Bugün Çerkez Boştak Laz Gürcü tüm gençlerin ortak sorunları var. Geleceğe umutla bakamamak özgürlük alanlarının kısıtlanması kalitesiz eğitim işsizlik, yoksulluk. Türk gençler neden şikayet ediyorsa Kürt gençler de ondan şikayetçi. Türk gençliği Lozan ‘ı Atatürk ‘ü Cumhuriyeti savunuyor da Kürt gençliği Vahdettin’i, Sevri hilafeti mi savunuyor? Hayır. Hepsi de geleceğe umutla bakmak istiyor. Geçmişten husumet çıkarılıp aralarına nifak sokulsun istemiyorlar. Iyi bir eğitim, iyi bir iş, ortak bir gelecek, barış içinde bir ülke istiyorlar. Gençlerin sizin dayattığınız gibi bir meselesi yok gençlerin. Şunu herkes duysun, herkes görsün. Mesele vatan evlatlarıyla bakan evlatları arasındadır. Mesele karnı doymayanlarla gözü doymayanlar arasındadır.
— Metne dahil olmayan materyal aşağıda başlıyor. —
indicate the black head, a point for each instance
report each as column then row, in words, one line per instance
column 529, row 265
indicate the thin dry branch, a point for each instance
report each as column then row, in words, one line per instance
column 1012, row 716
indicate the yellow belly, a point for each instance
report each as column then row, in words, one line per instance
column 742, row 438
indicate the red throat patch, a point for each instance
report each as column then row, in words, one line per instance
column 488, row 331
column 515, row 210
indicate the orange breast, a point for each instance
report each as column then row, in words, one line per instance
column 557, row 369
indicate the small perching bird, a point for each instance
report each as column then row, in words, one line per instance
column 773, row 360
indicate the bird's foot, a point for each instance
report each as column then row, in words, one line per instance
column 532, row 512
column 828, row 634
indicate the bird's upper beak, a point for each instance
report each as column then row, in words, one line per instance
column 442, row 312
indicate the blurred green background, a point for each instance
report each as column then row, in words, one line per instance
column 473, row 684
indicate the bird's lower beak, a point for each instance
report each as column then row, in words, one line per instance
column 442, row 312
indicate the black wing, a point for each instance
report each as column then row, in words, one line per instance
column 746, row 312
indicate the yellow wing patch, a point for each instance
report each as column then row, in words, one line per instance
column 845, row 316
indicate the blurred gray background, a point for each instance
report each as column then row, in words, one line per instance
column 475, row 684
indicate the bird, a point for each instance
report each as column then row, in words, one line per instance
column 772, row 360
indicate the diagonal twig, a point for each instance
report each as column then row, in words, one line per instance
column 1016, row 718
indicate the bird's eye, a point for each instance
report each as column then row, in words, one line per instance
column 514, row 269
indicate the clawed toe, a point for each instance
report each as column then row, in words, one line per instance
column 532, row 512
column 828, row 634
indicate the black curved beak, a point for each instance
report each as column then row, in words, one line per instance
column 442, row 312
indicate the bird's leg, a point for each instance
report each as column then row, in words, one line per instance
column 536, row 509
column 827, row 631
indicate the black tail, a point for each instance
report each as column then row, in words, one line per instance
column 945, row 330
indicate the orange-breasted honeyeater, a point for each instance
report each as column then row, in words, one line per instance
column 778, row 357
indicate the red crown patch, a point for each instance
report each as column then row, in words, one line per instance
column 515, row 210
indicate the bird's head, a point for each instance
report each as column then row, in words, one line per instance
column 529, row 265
Mesele üretenler emeğiyle geçinenler ile emeği sömürülenler arasındadır. Mesele kan akıtanlarla kan emiciler arasındadır. Mesele cumhuriyet sevdalıları demokrasi isteyenler ile saltanatçılar tek adamcılar arasındadır. Mesele demokratlarla otokrata biat. edenler arasındadır. Artık bu milleti istediğiniz gibi istediğiniz yerden Kürt, Türk, Alevi, Sünni, sağcı, solcu diye bölemeyeceksiniz. Biz buradayız. Biz artık Türkiye ‘yiz. Biz artık hep birlikte Türkiye ‘yiz. Biz Türkiye ittifakıyız.